We (humans) read hundreds of articles on company building, angel investing, and self-management and curate the best ones into a weekly summary—helping founders and operators stay on the top of their game.
Better thinking
Design for the AI age (4 minute read)
Chat interfaces have become the dominant form of AI-native software. These make design really hard — it’s hard to optimize a user journey when there’s quite literally infinite ways a user could prompt the product, and therefore, infinite user paths. Karri from Linear explores what design might look like in the age of AI. Hint: probably a lot like traditional software UI.
Compliance is the new American dream (13 minute read)

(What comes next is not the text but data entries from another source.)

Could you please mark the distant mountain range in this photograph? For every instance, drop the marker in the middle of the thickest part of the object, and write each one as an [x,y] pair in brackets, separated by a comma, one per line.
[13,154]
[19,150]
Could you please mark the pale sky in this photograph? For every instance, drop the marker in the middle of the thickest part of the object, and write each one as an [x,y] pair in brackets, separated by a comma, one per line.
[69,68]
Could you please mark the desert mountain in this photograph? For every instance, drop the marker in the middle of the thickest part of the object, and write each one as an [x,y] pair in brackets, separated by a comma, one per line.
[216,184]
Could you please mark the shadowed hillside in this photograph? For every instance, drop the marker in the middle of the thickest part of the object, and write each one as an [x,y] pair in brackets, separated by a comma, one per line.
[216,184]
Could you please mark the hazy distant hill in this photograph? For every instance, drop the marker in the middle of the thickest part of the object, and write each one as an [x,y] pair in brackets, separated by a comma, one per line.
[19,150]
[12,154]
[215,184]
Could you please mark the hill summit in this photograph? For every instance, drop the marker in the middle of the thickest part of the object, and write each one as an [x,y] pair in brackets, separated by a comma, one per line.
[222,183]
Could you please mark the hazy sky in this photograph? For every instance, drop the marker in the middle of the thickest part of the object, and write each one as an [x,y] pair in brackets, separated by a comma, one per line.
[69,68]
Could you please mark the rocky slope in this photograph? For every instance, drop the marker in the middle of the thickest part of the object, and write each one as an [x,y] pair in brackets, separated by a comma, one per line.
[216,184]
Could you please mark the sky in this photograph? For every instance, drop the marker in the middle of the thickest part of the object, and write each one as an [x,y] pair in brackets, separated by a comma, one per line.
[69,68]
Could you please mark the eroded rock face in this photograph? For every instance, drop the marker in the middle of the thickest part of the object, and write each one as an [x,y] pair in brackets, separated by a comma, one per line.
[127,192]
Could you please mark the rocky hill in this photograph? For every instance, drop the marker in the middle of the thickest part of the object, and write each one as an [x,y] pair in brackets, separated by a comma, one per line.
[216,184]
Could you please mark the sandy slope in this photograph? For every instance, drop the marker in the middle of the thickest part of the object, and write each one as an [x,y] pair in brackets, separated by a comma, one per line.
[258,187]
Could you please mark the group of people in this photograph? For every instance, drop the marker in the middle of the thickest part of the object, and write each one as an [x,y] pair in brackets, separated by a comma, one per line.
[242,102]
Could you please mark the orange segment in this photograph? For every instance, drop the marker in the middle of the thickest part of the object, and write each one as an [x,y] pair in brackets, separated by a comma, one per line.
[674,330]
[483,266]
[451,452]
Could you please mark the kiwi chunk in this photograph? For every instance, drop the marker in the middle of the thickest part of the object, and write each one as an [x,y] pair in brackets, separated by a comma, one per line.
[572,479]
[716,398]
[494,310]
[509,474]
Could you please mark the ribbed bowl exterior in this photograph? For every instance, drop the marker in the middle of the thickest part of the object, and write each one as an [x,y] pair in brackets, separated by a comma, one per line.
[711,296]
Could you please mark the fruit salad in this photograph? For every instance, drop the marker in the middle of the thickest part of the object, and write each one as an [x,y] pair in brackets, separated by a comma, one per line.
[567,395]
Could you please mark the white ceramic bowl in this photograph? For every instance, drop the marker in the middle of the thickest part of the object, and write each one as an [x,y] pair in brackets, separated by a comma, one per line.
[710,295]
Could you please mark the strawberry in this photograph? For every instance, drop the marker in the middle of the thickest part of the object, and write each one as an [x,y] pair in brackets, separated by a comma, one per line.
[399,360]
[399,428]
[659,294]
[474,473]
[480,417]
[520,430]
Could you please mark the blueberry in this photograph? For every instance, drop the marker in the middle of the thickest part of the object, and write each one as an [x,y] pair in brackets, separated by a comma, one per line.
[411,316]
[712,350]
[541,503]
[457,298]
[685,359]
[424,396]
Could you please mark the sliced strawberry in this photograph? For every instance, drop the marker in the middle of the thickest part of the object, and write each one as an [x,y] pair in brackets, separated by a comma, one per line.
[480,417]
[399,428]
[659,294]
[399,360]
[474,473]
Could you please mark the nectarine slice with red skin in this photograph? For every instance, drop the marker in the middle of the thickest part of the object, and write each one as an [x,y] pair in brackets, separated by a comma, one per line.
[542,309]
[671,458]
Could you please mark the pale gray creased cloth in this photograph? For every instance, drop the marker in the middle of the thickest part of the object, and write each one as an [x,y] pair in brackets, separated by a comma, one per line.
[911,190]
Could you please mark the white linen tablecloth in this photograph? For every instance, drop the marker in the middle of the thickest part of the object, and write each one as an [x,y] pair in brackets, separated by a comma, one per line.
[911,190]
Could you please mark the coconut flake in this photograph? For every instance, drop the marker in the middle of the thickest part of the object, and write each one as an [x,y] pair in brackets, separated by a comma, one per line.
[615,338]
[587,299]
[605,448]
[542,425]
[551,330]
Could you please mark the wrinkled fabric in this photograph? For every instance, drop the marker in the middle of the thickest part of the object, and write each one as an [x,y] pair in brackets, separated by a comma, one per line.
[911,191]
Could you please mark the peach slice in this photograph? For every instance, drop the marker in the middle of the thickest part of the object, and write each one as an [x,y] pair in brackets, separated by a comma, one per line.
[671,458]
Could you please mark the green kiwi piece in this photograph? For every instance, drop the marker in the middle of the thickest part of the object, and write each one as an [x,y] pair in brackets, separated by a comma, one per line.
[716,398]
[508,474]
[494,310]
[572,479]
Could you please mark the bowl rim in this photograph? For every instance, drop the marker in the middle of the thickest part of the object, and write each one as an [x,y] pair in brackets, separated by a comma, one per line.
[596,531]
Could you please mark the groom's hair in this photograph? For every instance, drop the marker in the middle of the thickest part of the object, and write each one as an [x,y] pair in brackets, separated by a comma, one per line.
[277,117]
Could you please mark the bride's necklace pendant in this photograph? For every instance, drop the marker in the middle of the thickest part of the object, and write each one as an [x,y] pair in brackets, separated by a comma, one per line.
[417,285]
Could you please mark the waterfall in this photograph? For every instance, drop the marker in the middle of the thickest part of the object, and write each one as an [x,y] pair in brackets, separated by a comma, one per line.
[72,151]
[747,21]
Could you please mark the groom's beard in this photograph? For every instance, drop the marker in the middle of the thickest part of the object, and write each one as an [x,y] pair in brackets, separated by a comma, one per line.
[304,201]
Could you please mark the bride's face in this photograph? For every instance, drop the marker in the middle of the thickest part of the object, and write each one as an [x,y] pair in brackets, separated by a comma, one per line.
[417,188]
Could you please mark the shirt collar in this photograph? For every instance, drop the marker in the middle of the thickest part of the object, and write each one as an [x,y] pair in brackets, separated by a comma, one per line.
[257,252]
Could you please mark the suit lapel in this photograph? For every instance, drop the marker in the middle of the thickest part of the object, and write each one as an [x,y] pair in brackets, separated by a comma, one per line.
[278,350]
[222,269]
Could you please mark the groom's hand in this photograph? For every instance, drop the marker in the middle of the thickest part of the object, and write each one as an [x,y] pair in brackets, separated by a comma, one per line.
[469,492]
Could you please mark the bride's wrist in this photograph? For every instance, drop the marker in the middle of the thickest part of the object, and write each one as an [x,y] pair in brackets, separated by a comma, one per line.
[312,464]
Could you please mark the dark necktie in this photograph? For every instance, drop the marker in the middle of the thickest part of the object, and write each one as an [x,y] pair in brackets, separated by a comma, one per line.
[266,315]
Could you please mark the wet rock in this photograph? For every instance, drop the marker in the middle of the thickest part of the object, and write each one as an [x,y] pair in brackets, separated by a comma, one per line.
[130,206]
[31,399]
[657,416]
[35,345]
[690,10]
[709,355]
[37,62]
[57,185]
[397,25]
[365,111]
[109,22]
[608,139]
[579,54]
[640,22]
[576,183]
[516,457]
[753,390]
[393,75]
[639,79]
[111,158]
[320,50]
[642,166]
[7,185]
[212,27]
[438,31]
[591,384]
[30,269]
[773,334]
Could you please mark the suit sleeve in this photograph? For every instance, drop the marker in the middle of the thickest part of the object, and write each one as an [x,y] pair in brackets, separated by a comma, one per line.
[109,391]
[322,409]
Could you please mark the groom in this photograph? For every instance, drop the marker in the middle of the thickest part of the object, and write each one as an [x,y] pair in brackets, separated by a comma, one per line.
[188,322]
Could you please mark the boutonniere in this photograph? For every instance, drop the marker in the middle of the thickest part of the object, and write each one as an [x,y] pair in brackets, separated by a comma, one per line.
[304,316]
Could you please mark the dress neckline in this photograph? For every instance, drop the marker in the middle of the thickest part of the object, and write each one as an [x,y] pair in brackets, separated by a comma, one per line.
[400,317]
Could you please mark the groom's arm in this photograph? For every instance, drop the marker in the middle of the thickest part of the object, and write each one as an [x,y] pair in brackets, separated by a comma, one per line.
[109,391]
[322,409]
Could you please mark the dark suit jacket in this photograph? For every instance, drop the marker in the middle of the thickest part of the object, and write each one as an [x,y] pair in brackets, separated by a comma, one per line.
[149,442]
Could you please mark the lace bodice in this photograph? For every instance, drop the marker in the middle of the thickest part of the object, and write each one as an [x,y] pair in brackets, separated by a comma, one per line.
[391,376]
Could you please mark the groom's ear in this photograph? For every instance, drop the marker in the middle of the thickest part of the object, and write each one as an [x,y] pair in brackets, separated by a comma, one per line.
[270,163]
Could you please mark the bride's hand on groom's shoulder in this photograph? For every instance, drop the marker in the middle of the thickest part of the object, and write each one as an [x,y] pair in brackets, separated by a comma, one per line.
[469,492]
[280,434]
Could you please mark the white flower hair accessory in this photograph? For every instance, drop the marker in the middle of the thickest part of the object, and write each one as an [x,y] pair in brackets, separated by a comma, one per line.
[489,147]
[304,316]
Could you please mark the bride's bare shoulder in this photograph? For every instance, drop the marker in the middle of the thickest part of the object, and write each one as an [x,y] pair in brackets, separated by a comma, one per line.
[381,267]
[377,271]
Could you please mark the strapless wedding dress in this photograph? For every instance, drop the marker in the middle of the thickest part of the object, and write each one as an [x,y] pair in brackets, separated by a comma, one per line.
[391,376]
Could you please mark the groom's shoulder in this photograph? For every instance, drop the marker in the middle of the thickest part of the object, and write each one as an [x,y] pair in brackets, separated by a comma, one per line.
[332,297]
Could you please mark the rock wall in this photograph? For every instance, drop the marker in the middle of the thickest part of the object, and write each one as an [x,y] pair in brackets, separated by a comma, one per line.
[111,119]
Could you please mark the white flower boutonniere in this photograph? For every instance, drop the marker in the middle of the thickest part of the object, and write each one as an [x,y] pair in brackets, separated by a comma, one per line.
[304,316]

There’s a lot of mimetic compliance happening in the West - this article looks specifically at the States. Everyone conforms to the norm. One example is college students ditching humanities degrees for computer science out of fear of employment prospects. Another is how congress members, despite having the authority to, fail to step up in a trade war. Is fearful compliance at a high?
On talent and topology (8 minute read)
Europe has plenty of tech talent but lacks a true innovation hub because everyone’s playing small ball in their home countries. The article breaks down how America’s tech magic comes from outsiders gathering in one place (San Francisco), while Europeans stay stuck in cultural comfort zones. European founders need to ditch the “Silicon Dresden” and “Isar Valley” nonsense and just pick ONE city to build in together. Without this centralization, ambitious Europeans will keep booking one-way tickets to California instead of building their own future.
Operational tactics
A practical guide to building agents (12 minute read)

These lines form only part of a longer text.